Frank broke in. “Marjorie, you said yourself you shouldn’t be here.”
“Frank’s right. Please leave.”
“Just know I came with condolences. I wish Barbra were still alive.”
“For your own sake. For your son’s.”
“For all ours. For Pammie. Let’s not do this.”
“Pamela will be fine,” said Frank, and he sounded like he believed it.
Pam looked up. Good girl. She hadn’t let go of our hands.
“We’ll make sure of it,” I said.
“I’m surprised you brought her here. You don’t know what it is to be a mother,” Marjorie repeated. That bitch who bore Clarence.
Ma thought it best Pam come. The only opinion she’d had about any of the arrangements. Some of her haze had thinned in giving it, and I’d had my mother again, steady, collected, sure of what was to be done. I held Marjorie’s eyes. I echoed Ma. “Pamela needs to understand what happened. We want her to have a proper goodbye.”
“A proper goodbye?” Marjorie’s face was hopeful, alive with it. So quick-shifting. It’s true that people go mad with grief. “Perhaps we could arrange for her to visit . . .”
“I don’t think so,” Frank said.
“We’ve explained what happened,” I added. “Or, we did our best to.”
Marjorie crumpled. It was as though a string had been holding her posture perfect. It was as though that string had been cut. “She’s a child. What kind of woman are you?”
“There’s no lie in the world that can fix this.”
“He’s grieving too, Lida.”
“I doubt he’d be permitted to see her anyhow,” Frank offered.
Don’t pander to her. Clarence’s mother.
Bitter crone.
No lie in the world can fix this.
An animal look came to Marjorie’s eyes. “Pammie, chubchick, I’m your Grandmom Lusk.”
“I know.” She sounded less scornful than I wanted her to.
“I know you know now. I
want you to concentrate on remembering.”
Pamela’s head bobbed up and down.
Marjorie’s eyes were on mine once more. Cornered animals, the both of us, and the parking lot open and meadow-wide. “You’re going to tell her everything, then?”
I nodded.
“Tell your truth then. Keep telling it. And sooner or later you’ll bump into the mess her mother made and the fact my son’s a feeling father no matter what’s been done. There’s no truth that will leave that out. I’m going to kiss her now.”
Marjorie’s lips came to rest on Pamela’s forehead.
She turned away without another word. A smear of lipstick marked Pammie’s freckled brow. On either side of our niece, Frank and I drew closer, pressing tight against her as if she were some shattered bone we were meant to splint.
10.
There were two O’Fallons in spitting distance, the one in Missouri and the one in Illinois. Home again, I re-read your letter. No hint as to east of the Mississippi or west. You’d been so careful, Clarence. I noticed—I appreciated; full credit to you—that you didn’t give Maisie Pamela’s name. It was 1982 when you went away. The last computer you’d have seen would have been a fat-mouthed floppy eater. I went to my desk.

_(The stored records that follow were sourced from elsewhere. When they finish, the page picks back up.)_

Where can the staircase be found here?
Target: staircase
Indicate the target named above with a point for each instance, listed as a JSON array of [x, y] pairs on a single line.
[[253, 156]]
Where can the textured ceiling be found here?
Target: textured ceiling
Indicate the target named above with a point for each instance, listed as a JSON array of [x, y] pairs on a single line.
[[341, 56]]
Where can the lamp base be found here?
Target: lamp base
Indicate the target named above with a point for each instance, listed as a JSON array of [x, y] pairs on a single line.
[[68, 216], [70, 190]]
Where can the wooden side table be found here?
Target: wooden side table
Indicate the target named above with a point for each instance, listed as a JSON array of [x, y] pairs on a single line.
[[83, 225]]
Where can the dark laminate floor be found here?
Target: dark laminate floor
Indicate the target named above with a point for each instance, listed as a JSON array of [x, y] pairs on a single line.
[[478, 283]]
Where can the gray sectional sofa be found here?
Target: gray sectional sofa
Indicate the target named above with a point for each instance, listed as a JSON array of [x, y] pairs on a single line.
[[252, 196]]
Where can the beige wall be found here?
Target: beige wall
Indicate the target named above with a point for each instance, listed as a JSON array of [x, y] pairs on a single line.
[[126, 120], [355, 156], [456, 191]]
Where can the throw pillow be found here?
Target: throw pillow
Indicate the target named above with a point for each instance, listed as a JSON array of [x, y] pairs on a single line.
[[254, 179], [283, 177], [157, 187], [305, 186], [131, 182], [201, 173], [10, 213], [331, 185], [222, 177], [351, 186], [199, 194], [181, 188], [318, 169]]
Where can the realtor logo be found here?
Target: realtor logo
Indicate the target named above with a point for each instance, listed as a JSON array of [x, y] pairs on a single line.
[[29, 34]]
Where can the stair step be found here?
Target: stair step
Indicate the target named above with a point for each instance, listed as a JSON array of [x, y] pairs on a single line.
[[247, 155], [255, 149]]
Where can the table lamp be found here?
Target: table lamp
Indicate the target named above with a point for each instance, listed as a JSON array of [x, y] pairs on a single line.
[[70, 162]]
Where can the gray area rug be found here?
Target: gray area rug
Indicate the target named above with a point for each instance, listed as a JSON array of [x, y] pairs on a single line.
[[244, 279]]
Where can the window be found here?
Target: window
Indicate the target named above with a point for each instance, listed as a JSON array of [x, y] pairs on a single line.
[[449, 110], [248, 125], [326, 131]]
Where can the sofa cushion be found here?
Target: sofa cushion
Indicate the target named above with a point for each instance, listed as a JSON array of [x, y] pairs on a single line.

You had no proper sense of how easy things came out here.
Click. m a r j o r i e l u s k was your mother and I didn’t waste the capital letters. I waited. Nothing. I clicked again, hoping for the Illinois O’Fallon. Not because of the state line, exactly. Just squiggles on a map. But this particular squiggle was the Mississippi River. We’d wronged each other terribly, Marjorie and I, and any strategist knows it’s best to keep deep water between home fires and enemies. Nothing onscreen. I clicked again; no change. I pressed my hands to either side of the monitor as if that could force results. Marjorie with her over-rouged lips and your blue eyes. When she’d bent to kiss Pam those eyes had looked like bits of sky, falling.
Still nothing. Black words in the white query box. I highlighted them and their colors reversed. Backspace. A single keystroke winked them out. The words flashed their brief onscreen after-ghost, white on white: m a r j o r i e l u s k.